AMTC and BAC Guarantees
The Advanced Mask Technology Center GmbH & Co. KG (AMTC) and Maskhouse Building Administration GmbH & Co., KG (BAC) are joint ventures
formed by us, Infineon Technologies AG and DuPont Photomasks, Inc. for the purpose of constructing and operating an advanced photomask facility in Dresden,
Germany. In April 2005 DuPont Photomasks, Inc. was acquired by Toppan Printing Co., Ltd. and became a wholly owned subsidiary of Toppan, named Toppan
Photomasks, Inc. We procure advanced photomasks from AMTC and use them in manufacturing our microprocessors. To finance the project, BAC and AMTC
entered into a $142 million revolving credit facility and a $89 million term loan in December 2002. Also in December 2002, in order to occupy the photomask
facility, AMTC entered into a rental agreement with BAC. With regard to these commitments by BAC and AMTC, as of December 25, 2005, we guaranteed up
to $38 million plus interest and expenses under the revolving loan, and up to $19 million, initially, under the rental agreement. The obligations under the rental
agreement guarantee diminish over time through 2011 as the term loan is repaid. However, under certain circumstances of default by the other tenant of the
photomask facility under its rental agreement with BAC and certain circumstances of default by more than one joint venture partner under its rental agreement
guarantee obligations, the maximum potential amount of our obligations under the rental agreement guarantee is $119 million. As of December 25, 2005, $83
million was drawn under the revolving credit facility, and $57 million was drawn under the term loan. We have not recorded any liability in our consolidated
financial statements associated with the guarantees because they were issued prior to December 31, 2002, the effective date of FIN 45.

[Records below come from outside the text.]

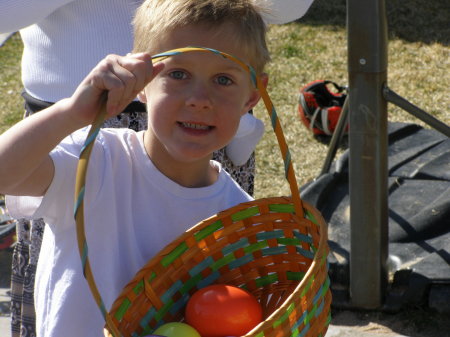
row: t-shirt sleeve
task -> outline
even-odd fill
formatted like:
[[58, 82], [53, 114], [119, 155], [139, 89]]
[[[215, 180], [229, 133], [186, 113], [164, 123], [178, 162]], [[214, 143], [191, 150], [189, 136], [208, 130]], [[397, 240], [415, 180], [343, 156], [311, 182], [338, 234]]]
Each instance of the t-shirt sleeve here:
[[[63, 217], [73, 216], [75, 179], [78, 158], [86, 139], [87, 130], [83, 129], [66, 137], [51, 153], [55, 174], [43, 197], [7, 196], [6, 204], [10, 215], [16, 219], [40, 219], [54, 224]], [[98, 143], [98, 142], [96, 142]], [[101, 146], [94, 146], [91, 157], [101, 155]], [[101, 161], [100, 161], [101, 162]], [[99, 170], [88, 169], [90, 188], [95, 186], [95, 176]]]

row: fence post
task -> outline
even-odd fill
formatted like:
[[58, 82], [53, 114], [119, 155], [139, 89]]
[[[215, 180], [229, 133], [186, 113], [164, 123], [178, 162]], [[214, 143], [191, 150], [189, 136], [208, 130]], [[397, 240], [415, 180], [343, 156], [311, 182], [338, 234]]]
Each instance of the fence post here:
[[387, 19], [385, 0], [347, 0], [350, 298], [375, 309], [387, 287]]

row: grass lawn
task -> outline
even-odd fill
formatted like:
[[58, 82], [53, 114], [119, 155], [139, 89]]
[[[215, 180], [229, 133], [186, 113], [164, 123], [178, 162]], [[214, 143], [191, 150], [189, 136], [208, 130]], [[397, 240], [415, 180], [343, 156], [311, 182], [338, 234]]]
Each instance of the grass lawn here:
[[0, 132], [18, 122], [23, 115], [20, 93], [20, 58], [22, 41], [18, 34], [13, 35], [0, 47]]

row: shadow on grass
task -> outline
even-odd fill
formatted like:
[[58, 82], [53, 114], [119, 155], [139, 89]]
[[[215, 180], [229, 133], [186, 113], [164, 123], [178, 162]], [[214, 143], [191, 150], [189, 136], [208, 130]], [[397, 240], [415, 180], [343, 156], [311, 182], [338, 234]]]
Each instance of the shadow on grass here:
[[[448, 0], [385, 0], [390, 39], [450, 45]], [[346, 0], [315, 0], [298, 22], [346, 25]]]

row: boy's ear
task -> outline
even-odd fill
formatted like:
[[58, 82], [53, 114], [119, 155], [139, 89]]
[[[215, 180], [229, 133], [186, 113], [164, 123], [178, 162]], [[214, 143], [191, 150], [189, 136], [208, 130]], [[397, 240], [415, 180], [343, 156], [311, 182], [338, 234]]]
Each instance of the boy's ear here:
[[[269, 83], [269, 75], [267, 75], [266, 73], [262, 73], [261, 75], [259, 75], [259, 77], [261, 79], [261, 83], [263, 84], [264, 88], [267, 88], [267, 84]], [[260, 99], [261, 94], [259, 93], [259, 90], [254, 89], [247, 102], [248, 110], [253, 109], [255, 105], [258, 104]]]
[[144, 90], [139, 91], [139, 94], [137, 95], [137, 98], [142, 103], [147, 103], [147, 96], [145, 95]]

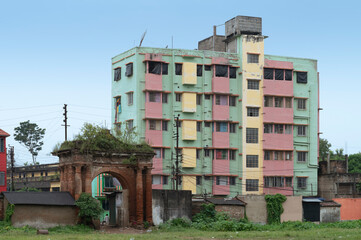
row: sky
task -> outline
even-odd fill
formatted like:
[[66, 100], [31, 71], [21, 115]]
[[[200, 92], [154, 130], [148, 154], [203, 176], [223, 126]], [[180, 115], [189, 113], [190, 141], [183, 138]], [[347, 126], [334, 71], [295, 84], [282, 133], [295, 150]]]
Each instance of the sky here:
[[[223, 4], [224, 3], [224, 4]], [[110, 128], [111, 58], [137, 46], [196, 49], [237, 16], [261, 17], [265, 54], [318, 60], [320, 131], [332, 149], [361, 151], [359, 1], [0, 0], [0, 128], [11, 134], [16, 165], [31, 162], [13, 138], [30, 120], [46, 129], [37, 161], [85, 122]], [[217, 27], [224, 34], [224, 26]], [[346, 84], [346, 82], [348, 82]]]

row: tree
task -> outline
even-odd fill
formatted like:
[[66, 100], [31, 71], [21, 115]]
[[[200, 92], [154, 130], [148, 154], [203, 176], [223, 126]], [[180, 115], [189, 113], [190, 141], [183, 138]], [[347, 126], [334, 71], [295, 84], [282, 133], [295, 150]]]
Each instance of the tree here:
[[327, 155], [331, 152], [331, 143], [327, 139], [320, 138], [320, 158], [322, 161], [326, 161]]
[[26, 147], [33, 158], [33, 164], [36, 164], [36, 156], [41, 151], [45, 135], [45, 128], [40, 128], [36, 123], [30, 121], [21, 122], [19, 127], [14, 129], [14, 139]]
[[361, 173], [361, 152], [351, 154], [348, 157], [348, 171], [350, 173]]

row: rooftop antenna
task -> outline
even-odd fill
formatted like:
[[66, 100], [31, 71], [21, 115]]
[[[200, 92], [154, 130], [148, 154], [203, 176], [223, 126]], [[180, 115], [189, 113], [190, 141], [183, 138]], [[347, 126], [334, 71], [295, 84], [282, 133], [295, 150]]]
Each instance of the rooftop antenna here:
[[142, 35], [142, 38], [140, 39], [139, 47], [141, 47], [141, 46], [142, 46], [142, 43], [143, 43], [143, 40], [144, 40], [145, 34], [147, 34], [147, 30], [145, 30], [145, 32], [144, 32], [144, 33], [143, 33], [143, 35]]

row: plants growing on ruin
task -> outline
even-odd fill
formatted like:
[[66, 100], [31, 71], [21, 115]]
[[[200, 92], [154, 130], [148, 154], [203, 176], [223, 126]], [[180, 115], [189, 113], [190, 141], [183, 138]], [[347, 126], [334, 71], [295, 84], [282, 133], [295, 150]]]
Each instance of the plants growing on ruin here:
[[266, 206], [267, 206], [267, 222], [269, 224], [280, 223], [281, 214], [283, 213], [283, 206], [287, 198], [282, 194], [266, 195]]

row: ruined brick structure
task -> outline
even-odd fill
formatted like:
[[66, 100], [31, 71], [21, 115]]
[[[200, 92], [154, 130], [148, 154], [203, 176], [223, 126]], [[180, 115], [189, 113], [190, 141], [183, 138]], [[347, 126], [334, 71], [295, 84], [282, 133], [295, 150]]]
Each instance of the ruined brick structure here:
[[62, 150], [59, 157], [60, 190], [68, 191], [77, 200], [81, 193], [92, 192], [91, 182], [101, 173], [117, 178], [129, 192], [129, 221], [152, 222], [152, 157], [153, 153], [80, 153]]

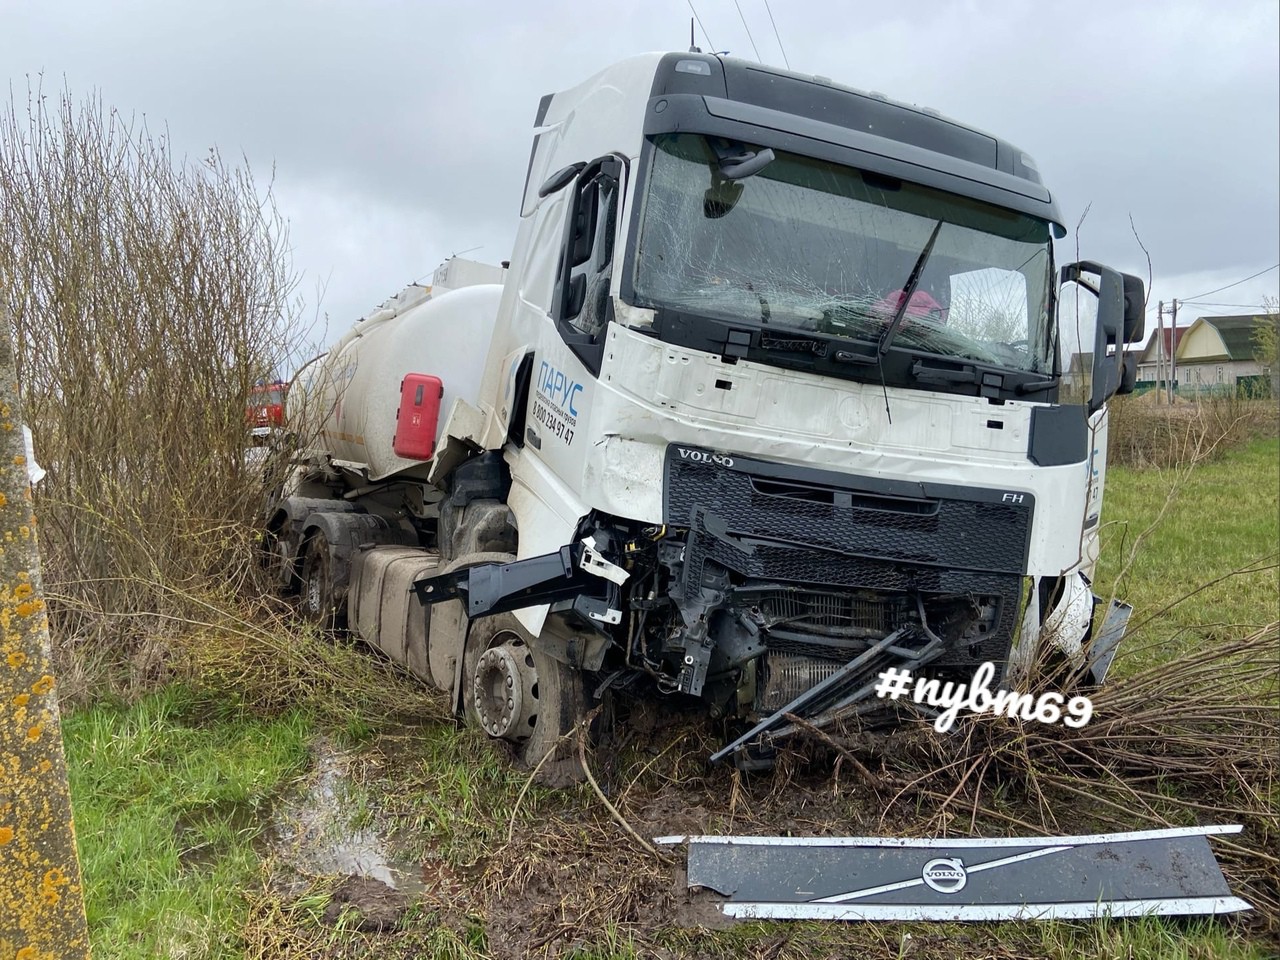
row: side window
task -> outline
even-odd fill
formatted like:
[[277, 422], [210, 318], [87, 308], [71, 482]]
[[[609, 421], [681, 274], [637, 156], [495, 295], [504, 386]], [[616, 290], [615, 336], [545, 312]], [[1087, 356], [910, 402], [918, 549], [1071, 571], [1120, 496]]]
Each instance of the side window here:
[[583, 169], [574, 186], [553, 299], [555, 319], [571, 328], [565, 333], [594, 338], [608, 320], [622, 171], [620, 159], [602, 157]]

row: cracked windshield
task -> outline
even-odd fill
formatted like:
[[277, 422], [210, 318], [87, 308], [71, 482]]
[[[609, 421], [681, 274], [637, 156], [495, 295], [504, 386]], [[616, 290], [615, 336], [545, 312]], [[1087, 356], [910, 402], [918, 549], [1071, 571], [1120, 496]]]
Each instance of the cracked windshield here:
[[730, 179], [757, 152], [734, 141], [655, 146], [639, 305], [1052, 371], [1043, 221], [782, 151]]

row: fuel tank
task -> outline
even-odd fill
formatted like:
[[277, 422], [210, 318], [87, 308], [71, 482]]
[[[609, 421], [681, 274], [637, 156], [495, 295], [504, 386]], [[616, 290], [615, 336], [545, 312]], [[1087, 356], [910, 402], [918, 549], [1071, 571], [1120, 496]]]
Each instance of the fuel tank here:
[[[492, 269], [500, 278], [500, 268]], [[500, 283], [443, 291], [435, 284], [413, 285], [357, 321], [300, 383], [317, 424], [312, 446], [370, 481], [397, 474], [425, 477], [430, 459], [399, 456], [394, 448], [401, 384], [411, 374], [440, 379], [444, 394], [434, 445], [439, 449], [454, 400], [474, 405], [479, 399], [501, 298]]]

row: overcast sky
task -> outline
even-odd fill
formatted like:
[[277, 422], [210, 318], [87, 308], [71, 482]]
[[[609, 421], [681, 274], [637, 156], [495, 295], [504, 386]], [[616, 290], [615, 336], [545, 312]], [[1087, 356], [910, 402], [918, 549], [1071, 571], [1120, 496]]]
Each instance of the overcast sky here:
[[[1269, 271], [1179, 319], [1247, 312], [1280, 286], [1277, 0], [772, 0], [781, 47], [764, 0], [694, 6], [715, 50], [785, 49], [1012, 141], [1069, 225], [1090, 207], [1081, 254], [1145, 276], [1132, 216], [1153, 311]], [[41, 72], [98, 91], [193, 159], [274, 167], [302, 292], [314, 311], [324, 290], [336, 333], [450, 254], [507, 258], [539, 97], [687, 47], [689, 19], [687, 0], [0, 0], [0, 74], [19, 98]]]

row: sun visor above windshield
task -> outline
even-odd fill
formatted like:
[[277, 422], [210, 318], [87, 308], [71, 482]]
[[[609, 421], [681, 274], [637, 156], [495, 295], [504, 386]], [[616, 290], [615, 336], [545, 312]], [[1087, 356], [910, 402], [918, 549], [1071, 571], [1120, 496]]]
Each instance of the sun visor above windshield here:
[[656, 97], [645, 135], [693, 131], [817, 157], [996, 204], [1048, 221], [1066, 235], [1062, 215], [1039, 183], [911, 143], [718, 97]]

Spansion Japan Term Loan Guarantee
As a result of the formation of Spansion LLC on June 30, 2003, the third-party loans of FASL were refinanced from the proceeds of a term loan entered
into between Spansion Japan, which owns the assets of FASL, and a Japanese financial institution. Under the agreement, the amounts borrowed bear an interest
rate of TIBOR plus a spread that is determined by Fujitsu’s current debt rating and Spansion Japan’s non-consolidated net asset value as of the last day of its
fiscal year. Repayment occurs in equal, consecutive, quarterly principal installments ending in June 2007. As a result of Spansion’s IPO, the amount outstanding
under this loan facility is no longer consolidated on our consolidated balance sheet.